Et d’un point de vue stratégique et spéculatif ? «Se tourner vers une pièce vintage de plus en plus rare ou se recentrer sur les montres de moins de 10 ans dont il est plus facile de garantir l’authenticité et le bon fonctionnement», préconise la cofondatrice de Collector Square. Mais, au fait, quels sont les avantages de la montre comme objet de spéculation ? «Elle s’achète et se transporte facilement. Elle ne demande pas d’entretien particulier, ni des frais d’assurance ou de stockage démesurés : elle peut être conservée au coffre, contrairement à une voiture ou un bien immobilier», conclut Romain Réa.
Les valeurs sûres de l’expert Romain Réa pour 2025
Tudor

«La Tudor Submariner Marine nationale valait entre 3 000 et 5 000 euros il y a quinze ans.

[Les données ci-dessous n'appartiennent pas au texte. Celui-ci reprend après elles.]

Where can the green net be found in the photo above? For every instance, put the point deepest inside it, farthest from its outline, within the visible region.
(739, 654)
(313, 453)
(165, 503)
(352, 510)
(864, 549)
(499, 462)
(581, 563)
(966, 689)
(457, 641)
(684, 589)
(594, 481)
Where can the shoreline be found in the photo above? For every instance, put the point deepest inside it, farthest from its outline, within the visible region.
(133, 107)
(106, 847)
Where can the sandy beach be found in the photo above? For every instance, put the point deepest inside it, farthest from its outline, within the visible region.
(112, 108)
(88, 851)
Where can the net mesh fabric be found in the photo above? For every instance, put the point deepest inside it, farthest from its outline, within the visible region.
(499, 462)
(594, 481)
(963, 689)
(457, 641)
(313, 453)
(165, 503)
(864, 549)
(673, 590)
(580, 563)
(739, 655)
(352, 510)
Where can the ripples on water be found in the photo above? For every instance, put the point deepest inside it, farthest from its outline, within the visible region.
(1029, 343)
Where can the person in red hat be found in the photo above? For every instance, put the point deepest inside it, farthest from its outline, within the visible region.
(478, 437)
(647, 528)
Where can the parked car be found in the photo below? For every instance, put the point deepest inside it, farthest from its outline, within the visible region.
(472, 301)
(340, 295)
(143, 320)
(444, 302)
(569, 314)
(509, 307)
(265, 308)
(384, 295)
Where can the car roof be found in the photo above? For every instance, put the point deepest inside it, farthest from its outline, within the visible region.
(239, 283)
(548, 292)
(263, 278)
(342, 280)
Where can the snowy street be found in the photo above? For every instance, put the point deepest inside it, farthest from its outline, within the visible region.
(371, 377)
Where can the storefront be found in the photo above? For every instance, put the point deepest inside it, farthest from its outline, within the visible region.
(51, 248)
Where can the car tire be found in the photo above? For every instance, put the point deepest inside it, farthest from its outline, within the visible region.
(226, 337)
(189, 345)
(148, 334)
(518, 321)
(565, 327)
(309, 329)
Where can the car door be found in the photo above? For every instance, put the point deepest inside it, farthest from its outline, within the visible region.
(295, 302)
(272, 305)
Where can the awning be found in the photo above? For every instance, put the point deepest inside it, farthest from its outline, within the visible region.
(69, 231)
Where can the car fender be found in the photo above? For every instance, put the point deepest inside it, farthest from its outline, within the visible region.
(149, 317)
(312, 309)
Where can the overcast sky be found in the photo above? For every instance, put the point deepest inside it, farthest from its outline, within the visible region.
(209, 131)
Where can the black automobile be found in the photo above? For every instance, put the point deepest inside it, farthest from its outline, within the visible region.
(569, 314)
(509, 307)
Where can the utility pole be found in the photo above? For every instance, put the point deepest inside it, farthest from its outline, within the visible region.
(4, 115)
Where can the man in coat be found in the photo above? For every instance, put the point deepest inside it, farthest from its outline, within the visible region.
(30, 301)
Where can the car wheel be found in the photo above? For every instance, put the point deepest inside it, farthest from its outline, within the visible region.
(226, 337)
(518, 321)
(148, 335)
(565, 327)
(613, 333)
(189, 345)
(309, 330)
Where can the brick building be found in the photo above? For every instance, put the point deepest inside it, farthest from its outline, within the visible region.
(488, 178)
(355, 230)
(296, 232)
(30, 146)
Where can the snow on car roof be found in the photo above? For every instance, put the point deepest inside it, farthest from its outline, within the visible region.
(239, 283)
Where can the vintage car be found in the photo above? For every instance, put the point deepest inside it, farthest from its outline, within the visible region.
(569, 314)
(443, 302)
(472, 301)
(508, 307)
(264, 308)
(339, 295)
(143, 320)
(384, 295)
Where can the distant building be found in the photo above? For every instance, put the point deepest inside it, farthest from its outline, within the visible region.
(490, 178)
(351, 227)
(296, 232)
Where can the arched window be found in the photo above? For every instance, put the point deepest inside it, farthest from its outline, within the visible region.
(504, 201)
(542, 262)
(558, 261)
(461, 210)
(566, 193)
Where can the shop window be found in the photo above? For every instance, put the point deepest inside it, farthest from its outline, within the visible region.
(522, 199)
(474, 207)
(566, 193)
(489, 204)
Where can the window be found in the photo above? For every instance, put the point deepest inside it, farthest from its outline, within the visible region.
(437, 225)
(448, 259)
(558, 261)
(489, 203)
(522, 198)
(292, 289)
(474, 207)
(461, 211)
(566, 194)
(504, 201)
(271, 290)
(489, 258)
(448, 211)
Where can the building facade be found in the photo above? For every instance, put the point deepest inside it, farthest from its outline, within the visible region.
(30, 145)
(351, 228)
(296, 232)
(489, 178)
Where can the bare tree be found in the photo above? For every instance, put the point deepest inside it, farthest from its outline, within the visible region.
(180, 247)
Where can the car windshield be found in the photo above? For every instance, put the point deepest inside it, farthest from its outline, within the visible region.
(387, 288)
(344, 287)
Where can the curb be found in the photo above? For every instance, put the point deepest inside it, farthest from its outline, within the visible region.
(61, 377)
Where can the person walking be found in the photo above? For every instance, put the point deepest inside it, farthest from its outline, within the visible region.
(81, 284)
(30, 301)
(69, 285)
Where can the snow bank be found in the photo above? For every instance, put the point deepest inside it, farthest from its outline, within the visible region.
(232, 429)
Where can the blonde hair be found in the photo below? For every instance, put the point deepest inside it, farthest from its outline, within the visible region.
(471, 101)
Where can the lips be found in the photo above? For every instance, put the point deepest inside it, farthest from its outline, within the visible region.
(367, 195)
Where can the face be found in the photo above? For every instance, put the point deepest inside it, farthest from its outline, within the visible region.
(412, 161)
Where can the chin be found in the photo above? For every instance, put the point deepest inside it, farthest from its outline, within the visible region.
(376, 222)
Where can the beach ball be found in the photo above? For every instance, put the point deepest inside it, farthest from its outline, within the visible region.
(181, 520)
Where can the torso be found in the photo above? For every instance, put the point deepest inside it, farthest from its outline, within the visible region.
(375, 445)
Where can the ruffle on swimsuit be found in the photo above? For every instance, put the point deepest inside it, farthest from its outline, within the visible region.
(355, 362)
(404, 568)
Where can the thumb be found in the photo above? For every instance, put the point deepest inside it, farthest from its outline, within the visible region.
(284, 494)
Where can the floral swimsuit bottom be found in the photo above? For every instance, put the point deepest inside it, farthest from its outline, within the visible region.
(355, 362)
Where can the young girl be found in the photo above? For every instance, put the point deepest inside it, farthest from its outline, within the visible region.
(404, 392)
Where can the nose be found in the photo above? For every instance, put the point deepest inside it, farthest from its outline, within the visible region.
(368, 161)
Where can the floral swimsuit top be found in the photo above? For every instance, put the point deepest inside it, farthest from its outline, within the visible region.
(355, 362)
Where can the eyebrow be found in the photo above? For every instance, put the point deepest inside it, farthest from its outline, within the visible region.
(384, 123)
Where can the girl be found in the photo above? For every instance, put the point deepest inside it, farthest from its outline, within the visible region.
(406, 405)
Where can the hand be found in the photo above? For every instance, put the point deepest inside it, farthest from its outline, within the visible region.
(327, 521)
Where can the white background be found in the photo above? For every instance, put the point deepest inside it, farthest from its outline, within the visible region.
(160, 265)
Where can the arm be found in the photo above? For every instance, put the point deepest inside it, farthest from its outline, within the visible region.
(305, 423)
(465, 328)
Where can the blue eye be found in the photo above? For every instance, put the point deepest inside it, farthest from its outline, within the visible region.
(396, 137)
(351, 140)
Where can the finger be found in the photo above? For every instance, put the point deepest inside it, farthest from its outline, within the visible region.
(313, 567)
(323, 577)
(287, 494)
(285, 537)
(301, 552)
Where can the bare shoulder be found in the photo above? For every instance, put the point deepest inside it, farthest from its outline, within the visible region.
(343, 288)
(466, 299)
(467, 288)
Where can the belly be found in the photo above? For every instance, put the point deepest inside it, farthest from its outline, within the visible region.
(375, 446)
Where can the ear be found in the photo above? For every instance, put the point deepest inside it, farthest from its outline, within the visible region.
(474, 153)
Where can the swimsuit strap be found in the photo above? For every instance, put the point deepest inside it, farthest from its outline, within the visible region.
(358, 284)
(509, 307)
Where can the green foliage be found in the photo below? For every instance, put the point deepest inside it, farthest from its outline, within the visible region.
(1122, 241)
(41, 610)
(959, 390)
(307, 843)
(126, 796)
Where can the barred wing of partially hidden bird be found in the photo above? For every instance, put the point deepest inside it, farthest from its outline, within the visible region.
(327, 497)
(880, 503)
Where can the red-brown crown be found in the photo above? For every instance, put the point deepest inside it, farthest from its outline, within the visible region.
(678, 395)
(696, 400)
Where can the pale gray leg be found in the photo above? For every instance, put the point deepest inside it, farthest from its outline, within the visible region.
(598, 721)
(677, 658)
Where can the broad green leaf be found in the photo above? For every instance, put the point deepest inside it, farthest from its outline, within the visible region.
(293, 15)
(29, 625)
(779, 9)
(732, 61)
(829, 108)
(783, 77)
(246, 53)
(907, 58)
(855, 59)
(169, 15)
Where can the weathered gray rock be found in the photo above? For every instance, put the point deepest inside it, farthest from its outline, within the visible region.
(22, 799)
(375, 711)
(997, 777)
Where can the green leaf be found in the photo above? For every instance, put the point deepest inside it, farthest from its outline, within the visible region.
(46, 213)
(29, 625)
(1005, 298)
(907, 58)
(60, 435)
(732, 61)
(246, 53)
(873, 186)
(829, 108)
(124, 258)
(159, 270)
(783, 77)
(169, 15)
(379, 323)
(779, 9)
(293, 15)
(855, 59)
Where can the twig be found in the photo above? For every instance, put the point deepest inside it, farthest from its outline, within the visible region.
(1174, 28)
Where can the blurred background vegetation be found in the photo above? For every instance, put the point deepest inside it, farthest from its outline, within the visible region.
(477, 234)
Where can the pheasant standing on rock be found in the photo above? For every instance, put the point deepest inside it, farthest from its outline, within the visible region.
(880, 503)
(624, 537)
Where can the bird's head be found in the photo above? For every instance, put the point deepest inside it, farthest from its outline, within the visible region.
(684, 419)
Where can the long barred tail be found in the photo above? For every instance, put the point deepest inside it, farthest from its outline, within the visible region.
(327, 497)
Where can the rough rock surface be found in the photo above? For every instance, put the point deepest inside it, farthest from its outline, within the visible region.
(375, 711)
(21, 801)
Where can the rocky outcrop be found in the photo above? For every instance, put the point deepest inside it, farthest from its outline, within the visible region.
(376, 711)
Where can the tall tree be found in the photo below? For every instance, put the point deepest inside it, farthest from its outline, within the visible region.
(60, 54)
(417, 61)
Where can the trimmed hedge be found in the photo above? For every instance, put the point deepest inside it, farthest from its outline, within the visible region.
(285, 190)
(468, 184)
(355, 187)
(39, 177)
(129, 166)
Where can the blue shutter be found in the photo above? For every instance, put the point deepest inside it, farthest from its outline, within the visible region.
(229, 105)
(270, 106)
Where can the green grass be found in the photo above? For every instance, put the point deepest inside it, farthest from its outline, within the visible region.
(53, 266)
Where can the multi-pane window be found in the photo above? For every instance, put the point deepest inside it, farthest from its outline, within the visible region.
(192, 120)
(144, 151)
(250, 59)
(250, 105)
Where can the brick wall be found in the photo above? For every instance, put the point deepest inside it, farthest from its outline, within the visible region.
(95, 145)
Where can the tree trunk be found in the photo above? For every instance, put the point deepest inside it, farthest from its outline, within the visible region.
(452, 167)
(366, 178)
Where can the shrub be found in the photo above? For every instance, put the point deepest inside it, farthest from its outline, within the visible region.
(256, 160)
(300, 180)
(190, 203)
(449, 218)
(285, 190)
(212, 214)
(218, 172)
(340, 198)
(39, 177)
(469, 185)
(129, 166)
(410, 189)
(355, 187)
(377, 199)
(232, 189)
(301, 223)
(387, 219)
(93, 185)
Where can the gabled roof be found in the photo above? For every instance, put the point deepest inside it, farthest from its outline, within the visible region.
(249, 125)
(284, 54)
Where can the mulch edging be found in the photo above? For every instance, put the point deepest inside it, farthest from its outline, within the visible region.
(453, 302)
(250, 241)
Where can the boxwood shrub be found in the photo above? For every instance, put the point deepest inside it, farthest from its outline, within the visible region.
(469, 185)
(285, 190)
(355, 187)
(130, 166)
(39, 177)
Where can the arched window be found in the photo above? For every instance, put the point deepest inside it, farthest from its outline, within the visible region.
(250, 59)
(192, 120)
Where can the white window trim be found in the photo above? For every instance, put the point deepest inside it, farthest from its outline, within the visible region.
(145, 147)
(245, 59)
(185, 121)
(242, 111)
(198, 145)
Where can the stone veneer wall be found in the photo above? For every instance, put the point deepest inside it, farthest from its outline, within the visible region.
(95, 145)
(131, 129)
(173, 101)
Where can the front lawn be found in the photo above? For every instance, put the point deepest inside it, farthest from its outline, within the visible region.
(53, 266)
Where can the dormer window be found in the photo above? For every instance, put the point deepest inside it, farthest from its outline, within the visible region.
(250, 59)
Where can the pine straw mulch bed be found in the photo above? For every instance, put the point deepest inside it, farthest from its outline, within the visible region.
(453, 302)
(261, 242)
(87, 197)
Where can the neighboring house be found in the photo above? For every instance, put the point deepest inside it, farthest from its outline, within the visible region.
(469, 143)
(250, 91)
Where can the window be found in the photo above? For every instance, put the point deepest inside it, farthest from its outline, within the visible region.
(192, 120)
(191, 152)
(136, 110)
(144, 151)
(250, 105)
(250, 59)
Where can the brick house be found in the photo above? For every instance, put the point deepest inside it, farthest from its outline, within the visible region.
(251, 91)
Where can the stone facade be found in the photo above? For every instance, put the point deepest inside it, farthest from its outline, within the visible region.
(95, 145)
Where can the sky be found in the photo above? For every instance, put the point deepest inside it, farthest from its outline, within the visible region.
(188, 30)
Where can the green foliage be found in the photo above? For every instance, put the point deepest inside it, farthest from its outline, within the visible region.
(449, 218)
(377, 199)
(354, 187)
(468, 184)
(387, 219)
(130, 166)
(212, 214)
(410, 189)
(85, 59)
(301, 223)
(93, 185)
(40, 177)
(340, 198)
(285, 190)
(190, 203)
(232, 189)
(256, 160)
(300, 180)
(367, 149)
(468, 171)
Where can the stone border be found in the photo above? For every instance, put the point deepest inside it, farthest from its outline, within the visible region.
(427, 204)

Aujourd’hui, elle avoisine les 35 000 euros et devrait encore prendre de la valeur, notamment la référence 9401, livrée à la Marine jusque dans les années 1980.»
Rolex

«L’Oyster Perpetual Cosmograph Daytona, lancée en 1963, reste un des modèles les plus convoités malgré son prix (à partir de 14 000 euros en boutique), mais il faudra patienter plusieurs années pour la posséder. Vous en serez récompensé puisque vous pourrez tout de suite doubler votre mise.»
Cartier

«Misez sur la Tank. Si c’est un modèle des années 1960 avec mouvement Jaeger puis ETA, c’est encore mieux ! Les modèles remarquables des années 1960 ou 1970 peuvent se trouver autour de 15 000 euros.»
Breguet

«Des années 1950 à 1970, le chronographe Type XX, créé pour les pilotes de chasse de l’armée française, oscille entre 20 000 et 40 000 euros. Cette montre-outil est 100 fois plus rare qu’une Daytona !»
Jaeger Le-Coultre

«L’iconique Reverso des années 1930, avec sa taille mixte, peut se vendre de 20 000 à 30 000 euros. Neuve, on la trouve entre 6 000 et 12 000 euros. Un bon placement.»
Et aussi
Blancpain
«La Fifty Fathoms est prisée car très rare, en raison de petits volumes de production.»
Longines
«Les chronographes des années 1930 à 1970 sont manufacturés. Et parfaits pour un budget modéré.»
Omega
«La Speedmaster a perdu de sa valeur ces dernières années, c’est donc le moment de s’en offrir une avant que sa cote ne remonte. On en trouve des années 1960 entre 5 000 et 8 000 euros. Une montre qui est allée sur la Lune est forcément un placement sûr !»
Romain Réa

Spécialiste de la montre de luxe vintage et new old stock (état neuf issu d’un ancien stock), Romain Réa est à la tête de deux boutiques à Paris, d’un e-shop, www.romainrea.com. Il est aussi CEO d’Antiquorum, maison de ventes aux enchères de garde-temps fondée en 1974.